Dating from 1957, Untitled illustrates the growing complexity of Tancredi’s art during the latter half of the decade, as his compositions began to grow in scale and ambition, their surfaces enlivened by darting touches of iridescent colour woven into a complex pattern of fragmented painterly forms. A key and enduring inspiration for the artist throughout this period was the atmospheric play of light and vaporous mists of Venice, whose winding streets and intricate network of canals Tancredi had called home since his youth. Describing the artist’s fascination with La Serenissima, Luca Massimo Barbero explained the hold Venice had on Tancredi’s imagination: ‘The city was to him an affective place, to be breathed. It is not only architecture; it is the dust of its atmospheres. Tancredi painted the vapours and reflections of Venice, the splendour of its mosaics, the brown of the dusks’ (L. M. Barbero, in S. Bossi, ‘Revealing Tancredi: An Interview with Luca Massimo Barbero,’ in intime Magazine, 2017, accessed via , 5 September 2019, 16.45). In works such as Senza titolo, Tancredi attempts to translate a sense of the unique, ethereal luminosity of the lagoon city onto the canvas, using cascading layers of colour against a thin wash of dark paint to create a richly textured surface that evokes the dancing reflections and shimmering lights of the meandering waterways. Applied in darting, lightning flashes of the paintbrush, these dots, dashes and zig-zagging ripples of paint appear to oscillate before the viewer, criss-crossing the canvas in a loose, yet carefully structured, centrifugal pattern, that radiates a strange internal tension.
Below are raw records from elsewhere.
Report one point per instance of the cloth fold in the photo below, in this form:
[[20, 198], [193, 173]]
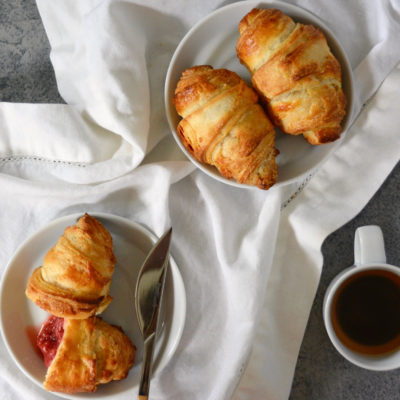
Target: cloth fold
[[108, 149]]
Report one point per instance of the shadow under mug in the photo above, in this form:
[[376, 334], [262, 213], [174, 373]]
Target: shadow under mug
[[369, 255]]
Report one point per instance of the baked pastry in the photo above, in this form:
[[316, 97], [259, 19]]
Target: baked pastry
[[295, 73], [74, 280], [223, 125], [86, 353]]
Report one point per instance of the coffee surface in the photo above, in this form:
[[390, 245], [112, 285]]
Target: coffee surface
[[366, 312]]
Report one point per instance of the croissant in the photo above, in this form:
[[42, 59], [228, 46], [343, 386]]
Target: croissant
[[223, 125], [295, 74], [75, 278], [81, 354]]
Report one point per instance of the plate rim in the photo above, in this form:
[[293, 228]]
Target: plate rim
[[177, 279], [246, 4]]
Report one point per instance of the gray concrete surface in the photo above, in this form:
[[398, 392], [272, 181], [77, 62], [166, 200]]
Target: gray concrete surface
[[26, 75]]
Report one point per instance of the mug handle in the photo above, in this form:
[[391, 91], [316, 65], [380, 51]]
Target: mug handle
[[369, 247]]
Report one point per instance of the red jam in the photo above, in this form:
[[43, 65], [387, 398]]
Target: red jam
[[49, 338]]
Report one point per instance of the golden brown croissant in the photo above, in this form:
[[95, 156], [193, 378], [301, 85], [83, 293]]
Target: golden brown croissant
[[81, 354], [295, 73], [75, 278], [224, 126]]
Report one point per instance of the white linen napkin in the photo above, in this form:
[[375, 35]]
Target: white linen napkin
[[110, 59]]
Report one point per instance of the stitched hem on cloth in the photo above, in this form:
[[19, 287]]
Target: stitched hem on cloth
[[41, 160]]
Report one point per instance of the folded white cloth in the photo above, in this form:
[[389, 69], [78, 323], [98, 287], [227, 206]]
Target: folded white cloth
[[110, 60]]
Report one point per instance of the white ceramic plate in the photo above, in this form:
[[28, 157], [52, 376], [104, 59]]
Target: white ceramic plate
[[212, 41], [132, 242]]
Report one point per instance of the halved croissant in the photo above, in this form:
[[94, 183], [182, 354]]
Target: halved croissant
[[75, 279], [295, 73], [90, 352], [224, 126]]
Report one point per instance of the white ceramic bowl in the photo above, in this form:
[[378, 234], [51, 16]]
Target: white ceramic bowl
[[132, 242], [212, 41]]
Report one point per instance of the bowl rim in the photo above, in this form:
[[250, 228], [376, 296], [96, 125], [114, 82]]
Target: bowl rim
[[338, 50]]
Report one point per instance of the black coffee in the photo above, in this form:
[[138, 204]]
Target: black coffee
[[366, 312]]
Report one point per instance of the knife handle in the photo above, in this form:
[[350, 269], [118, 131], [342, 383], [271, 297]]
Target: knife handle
[[144, 385]]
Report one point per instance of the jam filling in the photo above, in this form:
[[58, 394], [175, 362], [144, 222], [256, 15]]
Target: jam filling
[[49, 338]]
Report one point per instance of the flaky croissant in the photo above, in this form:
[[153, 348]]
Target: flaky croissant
[[224, 126], [88, 352], [295, 73], [74, 280]]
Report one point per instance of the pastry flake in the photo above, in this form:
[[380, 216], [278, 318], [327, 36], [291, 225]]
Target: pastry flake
[[74, 280]]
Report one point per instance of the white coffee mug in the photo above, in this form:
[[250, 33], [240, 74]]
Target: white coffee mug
[[369, 254]]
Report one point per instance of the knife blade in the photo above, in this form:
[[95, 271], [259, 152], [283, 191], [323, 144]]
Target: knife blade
[[148, 299]]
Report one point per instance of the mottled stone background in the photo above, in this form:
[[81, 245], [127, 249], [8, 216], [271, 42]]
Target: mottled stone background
[[26, 75]]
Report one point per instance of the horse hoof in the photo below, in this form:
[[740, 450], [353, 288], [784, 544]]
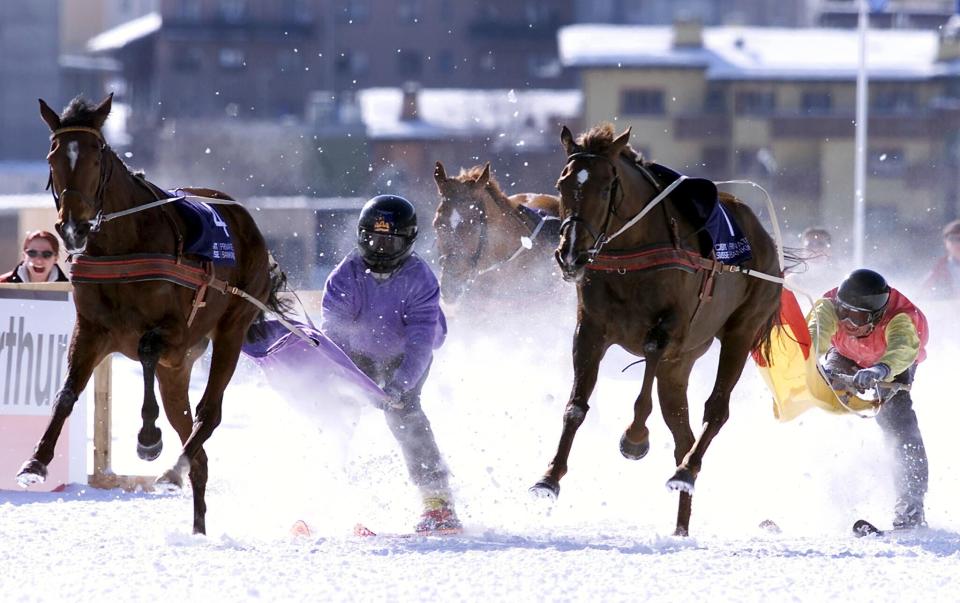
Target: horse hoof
[[633, 451], [682, 481], [545, 489], [149, 452], [170, 482], [32, 472]]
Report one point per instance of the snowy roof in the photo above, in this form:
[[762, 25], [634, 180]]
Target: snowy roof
[[737, 53], [125, 33], [447, 112]]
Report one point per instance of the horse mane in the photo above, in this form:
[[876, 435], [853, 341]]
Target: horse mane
[[80, 112], [493, 187], [599, 139]]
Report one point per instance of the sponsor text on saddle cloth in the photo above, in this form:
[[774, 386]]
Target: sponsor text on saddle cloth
[[207, 233], [699, 200]]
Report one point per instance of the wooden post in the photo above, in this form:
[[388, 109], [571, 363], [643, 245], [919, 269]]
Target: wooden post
[[102, 422]]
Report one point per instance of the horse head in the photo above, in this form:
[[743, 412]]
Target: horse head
[[78, 168], [589, 191], [460, 222]]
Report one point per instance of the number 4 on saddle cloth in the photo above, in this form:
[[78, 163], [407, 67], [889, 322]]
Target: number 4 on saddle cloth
[[207, 235]]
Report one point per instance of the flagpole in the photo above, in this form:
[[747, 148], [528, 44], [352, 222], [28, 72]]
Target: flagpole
[[860, 153]]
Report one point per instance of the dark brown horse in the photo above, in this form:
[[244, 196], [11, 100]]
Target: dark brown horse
[[139, 293], [486, 237], [654, 290]]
Senza titolo is dedicated to Pegeen Vail, Guggenheim’s daughter from her relationship with the artist and writer Laurence Vail. During the early 1950s, Pegeen was living in her mother’s grand Venetian palazzo, using a studio in the basement for her painterly activities. When Tancredi came under Guggenheim’s patronage, Peggy granted him a studio in the palazzo to work from, setting him up in a space adjacent to Pegeen. The two soon began a passionate, if tempestuous, love affair which would last for several years, only coming to a conclusion in 1957, the year the present work was created. During this time, Pegeen appears to have been a muse to Tancredi – indeed, an exhibition of the artist’s work in the autumn of 1956 featured twelve compositions entitled Omaggio a Pegeen. The end of their relationship coincided with the dissolution of Tancredi’s agreement with Peggy Guggenheim, with various sources citing both a clash of egos and financial disagreements as the cause of their decisive break. Following the artist’s departure from Venice and the cessation of his connections with Guggenheim, Tancredi moved to Milan, where he exhibited at the Galleria dell’Ariete of Baroness Beatrice Monti della Corte, who would become the first owner of Senza titolo.